Bei US-Sanktionen gegen Iran geht es nicht um Projekt "Südlicher Gaskorridor"

Baku, 3. November, AZERTAC

Bei den neuen US-Sanktionen gegen den Iran geht es nicht um das Projekt "Südlicher Gaskorridor" (SGC).

AZERTAC zufolge geht es darum in einem Bericht von US-Bundesregister des US-Finanzministeriums.

Wie es im Bericht weiter heißt, haben die Vereinigten Staaten den SGC in eine Ausnahmeliste von Sanktionen gegen den Iran aufgenommen, die in den kommenden Tagen in Kraft treten werden.

Im Bericht wird darauf hingewiesen, dass die neuen US-Sanktionen gegen Irans Energieverbraucher das Projekt des Südlichen Gaskorridors nicht betreffen werden.

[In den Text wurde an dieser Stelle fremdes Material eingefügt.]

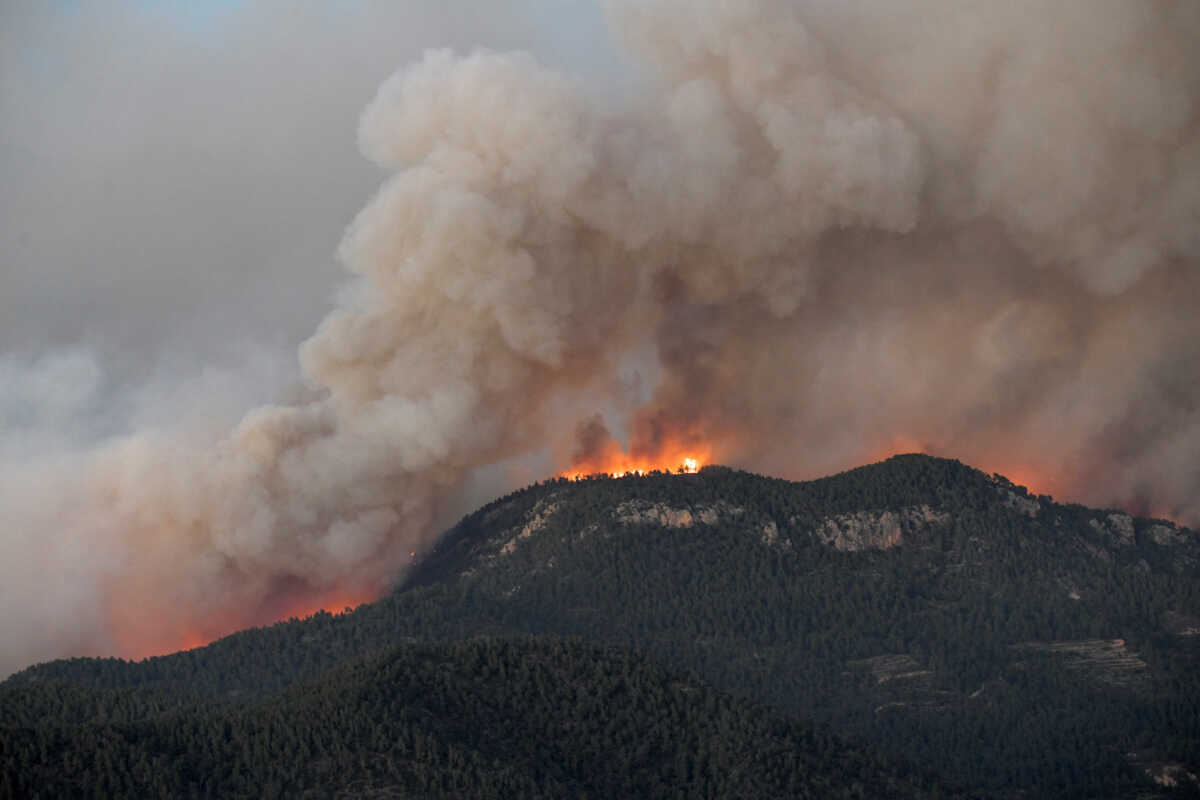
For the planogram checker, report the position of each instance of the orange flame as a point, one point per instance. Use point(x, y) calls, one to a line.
point(615, 462)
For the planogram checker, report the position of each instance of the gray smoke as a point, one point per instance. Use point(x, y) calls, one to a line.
point(831, 230)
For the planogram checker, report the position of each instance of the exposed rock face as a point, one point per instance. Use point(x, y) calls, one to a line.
point(540, 516)
point(1167, 535)
point(894, 667)
point(1117, 528)
point(1026, 505)
point(659, 513)
point(1105, 660)
point(875, 529)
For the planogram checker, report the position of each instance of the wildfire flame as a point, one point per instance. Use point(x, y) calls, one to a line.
point(618, 463)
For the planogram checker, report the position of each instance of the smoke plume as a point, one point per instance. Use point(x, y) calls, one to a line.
point(827, 230)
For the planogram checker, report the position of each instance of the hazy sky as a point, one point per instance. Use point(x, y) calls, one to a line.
point(795, 234)
point(175, 176)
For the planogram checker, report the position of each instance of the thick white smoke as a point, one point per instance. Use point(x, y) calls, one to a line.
point(839, 228)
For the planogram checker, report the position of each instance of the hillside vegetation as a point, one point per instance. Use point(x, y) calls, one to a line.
point(1017, 647)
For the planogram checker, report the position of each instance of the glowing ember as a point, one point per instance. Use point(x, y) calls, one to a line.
point(617, 463)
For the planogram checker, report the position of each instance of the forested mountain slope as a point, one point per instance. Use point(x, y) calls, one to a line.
point(1013, 644)
point(479, 719)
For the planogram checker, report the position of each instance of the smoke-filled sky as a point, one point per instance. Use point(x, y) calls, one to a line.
point(282, 288)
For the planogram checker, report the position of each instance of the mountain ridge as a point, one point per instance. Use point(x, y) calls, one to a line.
point(917, 603)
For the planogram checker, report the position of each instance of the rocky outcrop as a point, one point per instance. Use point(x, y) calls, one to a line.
point(539, 517)
point(1167, 535)
point(1117, 528)
point(1107, 660)
point(875, 529)
point(1024, 504)
point(659, 513)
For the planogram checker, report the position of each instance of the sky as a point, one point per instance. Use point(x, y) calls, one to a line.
point(286, 287)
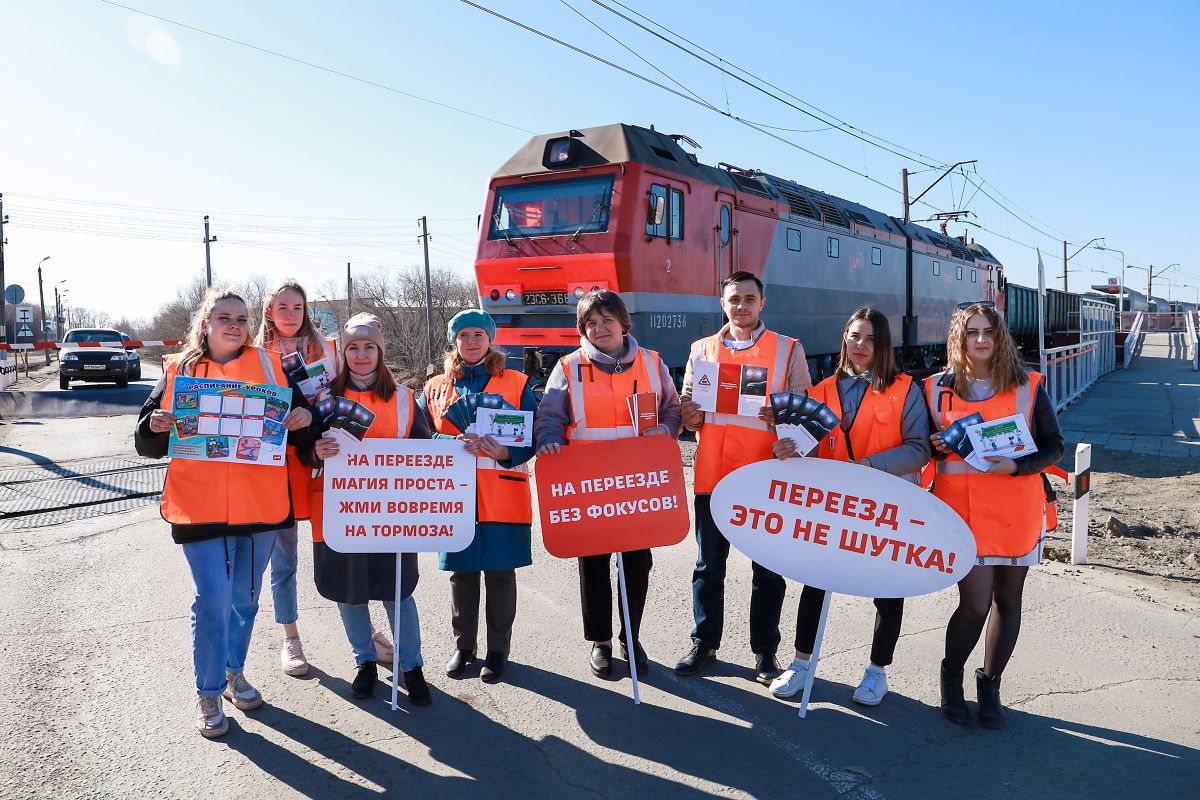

Der SGC sieht den Transport von 16 Milliarden Kubikmeter Erdgas aus dem Kaspischen Meer in die Türkei und nach Südeuropa vor.

Am 29. Mai fand im Sangatschal Terminal eine offizielle Eröffnungszeremonie des Südlichen Gaskorridors statt und das Erdgas aus Aserbaidschan wurde in den SGC eingeleitet. Die TANAP-Gaspipeline wurde am 12. Juni in Eskisehir in der Türkei in Betrieb genommen. Die TAP-Pipeline sollte voraussichtlich im Jahr 2020 in Betrieb gesetzt werden. 97 Prozent der Bauarbeiten der TANAP-Pipeline und 80 Prozent der TAP-Pipeline wurden bereits getan. Durch die Trans Anatolien Erdgas-Pipeline (TANAP) soll Erdgas aus Aserbaidschan über die Türkei nach Europa befördert werden. Die Pipeline TANAP soll bis nach Italien reichen. Sie soll durch die Türkei verlaufen und die Trans-Adria-Pipeline (TAP) über die Südkaukasus-Pipeline mit dem Gasfeld Schah Denis in Aserbaidschan verbinden.